Revamped Bayesian Inference

Awardees

Benjamin Goodrich
Associate Research Scholar; Lecturer in the Department of Political Science

$299,999

This research project will make Bayesian statistical computation much faster. Bayesian methods have not gained much traction in the social sciences, in part because the approach is so computationally intensive. Many researchers who could usefully apply these techniques choose not to do so because the analysis is too costly. This project will improve the computational efficiency of Bayesian methods by harnessing a critical theorem that has long been overlooked by statisticians but proven by one of the twentieth century's greatest mathematicians. Some pieces will need to be put into place for this approach to work on today's computers. However, once implemented and with a little bit of additional training, scientists will be able to apply state-of-the-art statistical methods regardless of the amount of data. The beauty of the theorem underlying the modified calculation is that it is almost universally applicable and can be leveraged by all scientists. By lowering and flattening the cost function, this project will have a broad and deep impact in the social sciences and elsewhere. The results of this research will facilitate the analysis of large data sets that recently have become prevalent across scientific fields. Graduate students will be involved in the conduct of the project and trained in the use of this approach. The investigators will implement their findings in an existing free and open-source software program.

This research project will leverage the Kolmogorov Superposition Theorem (KST) to increase the speed of computations for projects using Bayesian methods. Most statistical models of scientific phenomena ask: What was the probability, under the model, of observing this collection of data and how would that probability change depending on the values of unknown quantities that are to be estimated? To answer those questions, computers calculate that probability for many possible values of the unknowns and determine what ranges of the estimates are more probable than others. Each observation in a data set affects this probability, so when data sets are large, the calculation is slow and often infeasible.

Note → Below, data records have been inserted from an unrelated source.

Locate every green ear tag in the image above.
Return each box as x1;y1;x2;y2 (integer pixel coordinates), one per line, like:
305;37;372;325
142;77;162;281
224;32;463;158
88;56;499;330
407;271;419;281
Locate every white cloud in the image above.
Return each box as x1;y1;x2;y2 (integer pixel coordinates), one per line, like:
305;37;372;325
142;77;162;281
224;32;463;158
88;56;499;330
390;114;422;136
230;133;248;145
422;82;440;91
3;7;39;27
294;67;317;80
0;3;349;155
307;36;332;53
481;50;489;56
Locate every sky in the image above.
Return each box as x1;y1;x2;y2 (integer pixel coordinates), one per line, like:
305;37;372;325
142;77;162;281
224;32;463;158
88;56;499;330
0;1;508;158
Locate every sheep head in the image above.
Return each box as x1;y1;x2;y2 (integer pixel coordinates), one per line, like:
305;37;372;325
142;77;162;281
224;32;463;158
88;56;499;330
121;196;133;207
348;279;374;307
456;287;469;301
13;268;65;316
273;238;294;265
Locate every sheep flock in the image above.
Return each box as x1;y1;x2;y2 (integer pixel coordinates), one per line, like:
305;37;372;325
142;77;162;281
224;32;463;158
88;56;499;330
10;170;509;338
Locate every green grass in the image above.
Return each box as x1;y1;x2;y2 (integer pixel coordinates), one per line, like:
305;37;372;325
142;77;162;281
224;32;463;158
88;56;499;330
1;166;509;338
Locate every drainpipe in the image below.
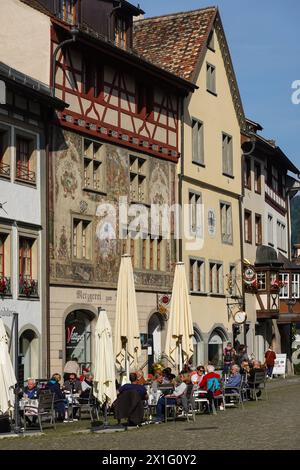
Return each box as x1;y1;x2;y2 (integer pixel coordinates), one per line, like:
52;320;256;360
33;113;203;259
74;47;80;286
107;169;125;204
178;95;185;263
52;27;79;98
45;109;51;378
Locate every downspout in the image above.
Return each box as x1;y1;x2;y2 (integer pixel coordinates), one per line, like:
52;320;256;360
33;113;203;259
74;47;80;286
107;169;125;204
240;134;256;350
51;27;79;98
44;109;51;377
178;95;185;262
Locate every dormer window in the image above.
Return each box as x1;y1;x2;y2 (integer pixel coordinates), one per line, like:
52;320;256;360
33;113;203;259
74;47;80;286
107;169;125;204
59;0;76;24
114;15;132;49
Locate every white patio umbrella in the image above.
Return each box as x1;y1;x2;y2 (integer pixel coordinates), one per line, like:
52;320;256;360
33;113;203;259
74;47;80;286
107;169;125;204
114;254;141;381
93;309;117;407
165;262;194;372
0;318;17;414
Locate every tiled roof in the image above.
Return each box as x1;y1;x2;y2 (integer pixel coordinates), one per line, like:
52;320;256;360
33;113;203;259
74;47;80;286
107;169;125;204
133;7;217;81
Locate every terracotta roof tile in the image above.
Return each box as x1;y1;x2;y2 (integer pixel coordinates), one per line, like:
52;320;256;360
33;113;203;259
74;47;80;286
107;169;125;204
133;7;217;81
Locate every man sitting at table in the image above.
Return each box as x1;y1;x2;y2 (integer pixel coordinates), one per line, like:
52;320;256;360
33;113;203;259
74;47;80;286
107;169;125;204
20;378;39;426
23;378;39;399
155;375;187;424
118;373;148;401
63;373;82;420
225;364;241;391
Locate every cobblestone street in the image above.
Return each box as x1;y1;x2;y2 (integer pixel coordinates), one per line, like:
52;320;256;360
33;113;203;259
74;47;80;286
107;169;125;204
0;377;299;451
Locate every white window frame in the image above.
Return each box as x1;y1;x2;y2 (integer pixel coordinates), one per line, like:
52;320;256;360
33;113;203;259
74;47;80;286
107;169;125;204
279;273;289;299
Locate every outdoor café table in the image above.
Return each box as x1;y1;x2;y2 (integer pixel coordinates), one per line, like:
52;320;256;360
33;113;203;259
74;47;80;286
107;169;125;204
65;392;80;420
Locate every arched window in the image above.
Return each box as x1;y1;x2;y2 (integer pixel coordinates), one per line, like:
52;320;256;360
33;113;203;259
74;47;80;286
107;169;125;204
19;329;39;384
208;328;227;367
65;310;93;371
192;328;204;367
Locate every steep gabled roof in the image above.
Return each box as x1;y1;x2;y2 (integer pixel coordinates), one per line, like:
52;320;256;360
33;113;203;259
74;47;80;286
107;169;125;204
133;7;217;82
134;7;246;130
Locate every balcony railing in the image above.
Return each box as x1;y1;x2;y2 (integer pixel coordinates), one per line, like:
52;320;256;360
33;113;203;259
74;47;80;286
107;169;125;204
0;276;11;296
19;276;39;298
16;161;36;184
0;162;10;178
265;184;286;210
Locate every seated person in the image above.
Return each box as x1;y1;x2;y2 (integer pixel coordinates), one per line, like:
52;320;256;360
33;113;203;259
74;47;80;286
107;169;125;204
247;360;264;398
79;367;89;382
155;375;187;423
80;374;94;401
20;378;39;426
135;369;146;385
240;360;250;378
45;373;65;422
63;373;82;394
118;373;148;401
63;373;82;419
224;364;242;394
22;378;39;399
200;365;222;414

However, the KST demonstrates that there is an alternative way to exactly perform the calculation using only the addition of mathematical functions that each take in just one unknown and output one link in the chain. The number of links in the alternative chain depends only on the number of unknowns, rather than the number of observations in the data set, and thus the calculation can be dramatically accelerated in large data sets. To use this technique, scientists will need to think a little differently about how they build models and estimate the model's unknown quantities, but the investigators will provide a coherent theoretical framework and open-source software tools that will make this process not only faster, but simpler.